Un historien à Gaza

 

Écrire, c’est aussi témoigner. Lorsque les discours portés sur une situation donnée sont tels qu’il est difficile de se faire une opinion, rien ne remplace la lecture de textes émanant de personnalités connues pour leurs compétences et leur objectivité.

Le livre de Jean-Pierre Filiu entre dans cette catégorie. Plusieurs ouvrages présentant un grand intérêt ont été publiés ces deux dernières années sur la situation dans le territoire de Gaza. Si celui de Jean-Pierre Filiu est évoqué ici, c’est parce qu’il était sur place entre décembre 2024 et janvier 2025 qu’il était donc à même de pouvoir décrire les événements auxquels il était confronté, recueillir des témoignages et avoir accès plus facilement à des informations diffusées localement.

La table des matières reflète l’objectivité recherchée à partir de sujets concrets : la zone, Noël, les hôpitaux, l’eau, la débrouille, par exemple. Des illustrations : La zone, dite « humanitaire », quelques dizaines de kilomètres carrés où s’entassent un million de déplacés. La Bande de Gaza divisée en 620 blocs sans cohérence, que les familles sont assignées à rejoindre au gré des ordres. La nuit de Noël qui emporte avec elle son lot de bébés morts de froid. Les infrastructures d’assainissement de l’eau détruites dans de larges proportions et le risque d’être tué pour les agents tentant de les réparer. L’organisation d’une aide humanitaire facilitant le pillage, sous l’œil bienveillant des militaires, des quelques camions entrant dans la zone. J’arrête là cette énumération très en deçà de ce que rapporte l’auteur de son séjour. 

Dans chaque chapitre, le regard d’historien de Jean-Pierre Filiu, qui a souvent séjourné à Gaza, ajoute à la description des faits des éléments de contexte qui font appel au passé. Car la violence du climat actuel n’est que la poursuite d’une longue période de négation des personnes vivant en Palestine avant le plan de partage de ce territoire il y a presque 80 ans.

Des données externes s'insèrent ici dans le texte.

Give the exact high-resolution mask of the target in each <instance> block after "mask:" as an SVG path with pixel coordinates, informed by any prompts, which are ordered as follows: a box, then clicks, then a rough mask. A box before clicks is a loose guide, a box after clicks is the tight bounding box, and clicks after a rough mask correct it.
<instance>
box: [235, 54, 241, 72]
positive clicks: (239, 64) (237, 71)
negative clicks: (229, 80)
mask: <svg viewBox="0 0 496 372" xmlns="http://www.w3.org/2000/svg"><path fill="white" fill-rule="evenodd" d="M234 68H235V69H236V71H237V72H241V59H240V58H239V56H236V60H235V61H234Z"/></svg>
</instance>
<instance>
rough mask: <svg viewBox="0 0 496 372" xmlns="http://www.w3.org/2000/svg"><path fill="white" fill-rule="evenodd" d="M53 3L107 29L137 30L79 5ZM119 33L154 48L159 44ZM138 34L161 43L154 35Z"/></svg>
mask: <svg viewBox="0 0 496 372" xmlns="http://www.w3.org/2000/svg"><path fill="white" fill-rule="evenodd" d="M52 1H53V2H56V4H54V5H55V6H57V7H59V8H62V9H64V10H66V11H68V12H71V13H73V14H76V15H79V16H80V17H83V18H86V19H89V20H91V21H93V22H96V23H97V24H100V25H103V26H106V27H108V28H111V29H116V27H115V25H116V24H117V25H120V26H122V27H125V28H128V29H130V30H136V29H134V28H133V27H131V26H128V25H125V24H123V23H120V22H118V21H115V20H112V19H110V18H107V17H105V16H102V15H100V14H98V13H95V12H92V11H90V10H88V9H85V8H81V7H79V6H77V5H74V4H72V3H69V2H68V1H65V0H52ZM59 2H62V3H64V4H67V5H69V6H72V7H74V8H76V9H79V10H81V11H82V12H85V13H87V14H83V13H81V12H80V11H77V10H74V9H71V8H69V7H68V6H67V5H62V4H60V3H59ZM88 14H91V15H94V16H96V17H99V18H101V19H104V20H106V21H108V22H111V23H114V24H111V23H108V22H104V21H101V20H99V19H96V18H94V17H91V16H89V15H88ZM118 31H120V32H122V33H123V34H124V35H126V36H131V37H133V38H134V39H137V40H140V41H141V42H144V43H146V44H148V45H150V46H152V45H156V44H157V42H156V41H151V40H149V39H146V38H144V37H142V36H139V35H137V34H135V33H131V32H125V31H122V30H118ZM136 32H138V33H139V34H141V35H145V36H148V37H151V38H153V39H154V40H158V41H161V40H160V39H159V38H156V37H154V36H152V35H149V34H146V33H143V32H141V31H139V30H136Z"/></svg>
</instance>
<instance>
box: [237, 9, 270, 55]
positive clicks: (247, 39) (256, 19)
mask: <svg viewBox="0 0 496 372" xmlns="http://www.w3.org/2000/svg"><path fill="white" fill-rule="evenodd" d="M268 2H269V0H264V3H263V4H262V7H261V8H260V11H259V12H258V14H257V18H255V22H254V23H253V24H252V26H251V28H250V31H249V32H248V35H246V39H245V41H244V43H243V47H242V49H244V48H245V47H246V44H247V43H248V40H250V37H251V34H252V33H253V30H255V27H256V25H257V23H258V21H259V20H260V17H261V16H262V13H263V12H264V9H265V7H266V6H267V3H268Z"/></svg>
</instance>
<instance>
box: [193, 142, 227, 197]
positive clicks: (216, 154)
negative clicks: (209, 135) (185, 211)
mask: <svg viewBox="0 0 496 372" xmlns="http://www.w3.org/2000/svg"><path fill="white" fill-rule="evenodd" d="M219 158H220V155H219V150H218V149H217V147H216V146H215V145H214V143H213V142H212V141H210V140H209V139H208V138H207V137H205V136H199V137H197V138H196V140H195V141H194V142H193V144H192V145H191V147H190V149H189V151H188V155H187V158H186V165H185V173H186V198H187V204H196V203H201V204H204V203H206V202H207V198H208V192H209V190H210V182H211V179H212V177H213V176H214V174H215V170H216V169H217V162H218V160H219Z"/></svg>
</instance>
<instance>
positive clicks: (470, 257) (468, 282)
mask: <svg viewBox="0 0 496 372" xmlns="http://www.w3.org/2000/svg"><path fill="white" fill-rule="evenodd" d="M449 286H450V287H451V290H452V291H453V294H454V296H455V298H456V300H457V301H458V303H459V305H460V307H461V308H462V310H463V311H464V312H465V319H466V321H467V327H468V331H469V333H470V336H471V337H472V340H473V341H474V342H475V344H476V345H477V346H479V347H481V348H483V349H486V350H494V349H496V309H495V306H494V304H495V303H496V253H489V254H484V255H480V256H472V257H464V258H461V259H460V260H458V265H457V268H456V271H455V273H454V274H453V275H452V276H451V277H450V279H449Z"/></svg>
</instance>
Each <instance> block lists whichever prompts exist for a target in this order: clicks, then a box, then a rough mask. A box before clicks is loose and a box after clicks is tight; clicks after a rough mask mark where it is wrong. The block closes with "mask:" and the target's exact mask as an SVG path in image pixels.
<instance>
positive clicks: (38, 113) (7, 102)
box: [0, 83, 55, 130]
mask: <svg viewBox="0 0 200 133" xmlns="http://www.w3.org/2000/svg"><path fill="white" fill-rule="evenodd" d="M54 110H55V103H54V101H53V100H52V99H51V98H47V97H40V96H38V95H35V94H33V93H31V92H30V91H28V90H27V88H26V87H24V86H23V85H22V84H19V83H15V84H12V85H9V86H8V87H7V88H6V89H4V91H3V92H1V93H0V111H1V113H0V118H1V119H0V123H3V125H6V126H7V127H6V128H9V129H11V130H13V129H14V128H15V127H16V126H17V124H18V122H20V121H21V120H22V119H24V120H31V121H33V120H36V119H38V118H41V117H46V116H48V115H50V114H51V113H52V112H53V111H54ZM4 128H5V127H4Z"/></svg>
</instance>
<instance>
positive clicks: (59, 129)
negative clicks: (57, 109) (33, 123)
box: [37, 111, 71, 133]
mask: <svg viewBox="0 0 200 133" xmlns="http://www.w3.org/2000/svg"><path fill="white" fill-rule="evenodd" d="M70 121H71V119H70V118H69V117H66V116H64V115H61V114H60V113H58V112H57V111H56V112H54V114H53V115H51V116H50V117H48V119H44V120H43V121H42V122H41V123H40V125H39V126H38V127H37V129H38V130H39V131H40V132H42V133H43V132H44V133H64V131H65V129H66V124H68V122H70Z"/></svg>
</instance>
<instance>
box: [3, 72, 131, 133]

Le récit, publié en mai 2025, s’arrête sur un accord de trêve le 19 janvier 2025. Tout le monde sait aujourd’hui que l’espoir qu’il a pu susciter auprès des Palestiniens décrits par Jean-Pierre Filiu comme heureux de regagner ne serait-ce que les ruines de leur maison, est éteint. Il n’en demeure pas moins un bilan écrit à une date précise, qui sert de témoignage indispensable. Il n’est pas le seul et tous sont essentiels pour connaître et analyser la réalité de la situation dans cette partie du monde.

Pour conclure, permettez moi de soumettre à votre réflexion une citation de Hossam Shabat, extraite du livre de Jean-Pierre Filiu : « Le temps ne se mesure plus en minutes, mais en vies entières de douleur et de larmes. Chaque moment qui passe accentue l’angoisse et la tension de ceux qui se demandent s’ils survivront assez longtemps pour voir le feu cesser. » Hossam Shabat, qui était journaliste, a été tué le 24 mars 2025 dans une frappe revendiquée.

Le livre

Jean-Pierre Filiu, Un historien à Gaza, Paris, Les Arènes, mai 2025, 203 p.